As previously disclosed in the proxy statement of Liz Claiborne, Inc. (the “Company”), the Company proposed to stockholders to amend the Company’s Restated and Amended Certificate of Incorporation (the “Certificate of Incorporation”) to declassify the Board of Directors, such that each director will be elected to a one-year term and that the term of each current director expires at the 2011 annual meeting of stockholders, and to permit stockholders holding thirty-five percent (35%) of the capital stock of the Company to call a special meeting. On May 27, 2010, the Company held its annual meeting of stockholders, at which meeting stockholder’s affirmatively determined to so amend the Certificate of Incorporation. Accordingly, the Company’s Certificate of Incorporation has been amended to (a) declassify the Board of Directors such that Directors will be elected to a one-year term; and (2) to permit stockholders holding thirty-five percent (35%) of the capital stock of the Company to call a special meeting.

The foregoing summary of the Amendment to the Restated and Amended Certificate of Incorporation of the Company is qualified in its entirety by reference to the text of the Amendment to the Restated and Amended Certificate of Incorporation, a copy of which is attached hereto as Exhibit 3(a), and is incorporated by reference.

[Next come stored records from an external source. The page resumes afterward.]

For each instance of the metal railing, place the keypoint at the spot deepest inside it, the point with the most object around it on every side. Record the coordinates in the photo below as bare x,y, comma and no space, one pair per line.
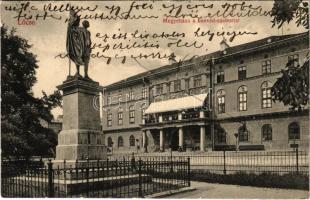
227,162
94,178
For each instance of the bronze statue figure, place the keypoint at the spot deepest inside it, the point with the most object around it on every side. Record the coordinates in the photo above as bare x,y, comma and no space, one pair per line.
78,43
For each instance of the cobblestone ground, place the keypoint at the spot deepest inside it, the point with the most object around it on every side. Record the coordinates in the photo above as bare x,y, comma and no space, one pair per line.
215,191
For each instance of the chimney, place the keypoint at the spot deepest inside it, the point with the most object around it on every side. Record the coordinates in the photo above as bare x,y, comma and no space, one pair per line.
172,59
224,45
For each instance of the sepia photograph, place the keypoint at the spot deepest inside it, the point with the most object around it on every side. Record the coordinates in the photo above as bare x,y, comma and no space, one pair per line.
180,99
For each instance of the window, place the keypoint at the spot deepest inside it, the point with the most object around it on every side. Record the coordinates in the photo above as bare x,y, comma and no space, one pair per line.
131,95
143,107
120,117
242,98
119,98
221,101
243,134
110,142
177,85
159,89
109,100
267,132
266,94
144,93
120,141
221,136
131,114
197,81
132,141
109,117
241,72
266,67
220,77
294,58
293,131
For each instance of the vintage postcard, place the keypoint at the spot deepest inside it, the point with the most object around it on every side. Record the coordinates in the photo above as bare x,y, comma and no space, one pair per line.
155,99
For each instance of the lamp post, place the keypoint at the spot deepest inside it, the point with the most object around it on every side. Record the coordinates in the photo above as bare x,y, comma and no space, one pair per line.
236,136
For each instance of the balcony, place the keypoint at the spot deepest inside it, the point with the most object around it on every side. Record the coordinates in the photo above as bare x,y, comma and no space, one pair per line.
174,118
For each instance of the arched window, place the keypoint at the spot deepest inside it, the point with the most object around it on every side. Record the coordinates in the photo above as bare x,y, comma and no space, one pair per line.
293,131
120,116
132,141
143,108
242,98
221,101
267,132
266,94
120,141
243,134
131,114
110,142
109,118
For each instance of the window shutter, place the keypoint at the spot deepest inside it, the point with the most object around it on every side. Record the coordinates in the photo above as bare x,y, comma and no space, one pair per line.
164,88
172,86
203,80
182,84
154,90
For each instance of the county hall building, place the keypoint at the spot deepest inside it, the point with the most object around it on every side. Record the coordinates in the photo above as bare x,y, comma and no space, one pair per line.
169,107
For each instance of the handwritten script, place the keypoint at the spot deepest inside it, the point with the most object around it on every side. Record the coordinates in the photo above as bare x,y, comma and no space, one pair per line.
142,43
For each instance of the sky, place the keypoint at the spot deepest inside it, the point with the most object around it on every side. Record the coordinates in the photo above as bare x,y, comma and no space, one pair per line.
48,38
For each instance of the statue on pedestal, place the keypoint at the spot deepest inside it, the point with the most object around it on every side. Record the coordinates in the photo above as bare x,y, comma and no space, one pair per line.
78,43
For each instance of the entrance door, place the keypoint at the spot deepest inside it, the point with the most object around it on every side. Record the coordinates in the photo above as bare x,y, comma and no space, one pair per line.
173,138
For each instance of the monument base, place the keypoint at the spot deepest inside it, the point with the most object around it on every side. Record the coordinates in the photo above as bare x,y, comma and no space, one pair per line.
76,145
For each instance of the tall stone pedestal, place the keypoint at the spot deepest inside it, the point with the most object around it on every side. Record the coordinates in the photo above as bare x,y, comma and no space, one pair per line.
81,136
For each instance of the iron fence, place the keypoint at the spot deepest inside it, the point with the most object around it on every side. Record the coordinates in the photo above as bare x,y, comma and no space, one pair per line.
94,178
227,162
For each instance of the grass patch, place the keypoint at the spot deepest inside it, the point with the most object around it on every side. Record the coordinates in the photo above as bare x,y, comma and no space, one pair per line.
288,181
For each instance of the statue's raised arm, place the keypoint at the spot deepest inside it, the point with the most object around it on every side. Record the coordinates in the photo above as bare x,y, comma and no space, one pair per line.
78,42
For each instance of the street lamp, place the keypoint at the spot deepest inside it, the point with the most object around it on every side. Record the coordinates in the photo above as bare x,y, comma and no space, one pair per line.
236,136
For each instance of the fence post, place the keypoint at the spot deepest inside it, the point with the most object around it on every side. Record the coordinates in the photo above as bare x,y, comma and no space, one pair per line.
87,177
224,162
297,170
188,172
140,178
50,178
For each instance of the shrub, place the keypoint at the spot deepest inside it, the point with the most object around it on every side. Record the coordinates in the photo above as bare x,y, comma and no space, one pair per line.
291,180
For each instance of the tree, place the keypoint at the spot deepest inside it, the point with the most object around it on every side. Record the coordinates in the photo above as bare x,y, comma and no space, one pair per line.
292,88
287,10
22,133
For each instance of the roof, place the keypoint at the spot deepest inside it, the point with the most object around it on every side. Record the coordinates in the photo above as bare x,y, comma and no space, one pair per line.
183,103
230,50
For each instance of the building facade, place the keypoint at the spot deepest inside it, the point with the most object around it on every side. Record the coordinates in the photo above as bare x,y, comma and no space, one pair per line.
175,106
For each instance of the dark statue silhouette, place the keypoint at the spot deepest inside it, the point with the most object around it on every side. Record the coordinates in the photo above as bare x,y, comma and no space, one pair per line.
78,43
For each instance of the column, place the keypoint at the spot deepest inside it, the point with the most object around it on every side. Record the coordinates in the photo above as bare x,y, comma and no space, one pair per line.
181,137
161,139
202,138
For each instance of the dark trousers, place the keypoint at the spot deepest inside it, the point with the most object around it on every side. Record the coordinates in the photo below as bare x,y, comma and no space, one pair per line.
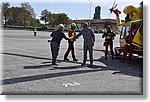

ITEM 5.03 AMENDMENTS TO ARTICLES OF INCORPORATION OR BYLAWS; CHANGE IN FISCAL YEAR.

On May 27, 2010, the Board of Directors (the “Board”) of the Company, upon recommendation of the Nominating and Governance Committee, approved an amendment to the Company’s By-Laws to allow stockholders holding thirty-five percent (35%) of the capital stock of the Company to call a special meeting.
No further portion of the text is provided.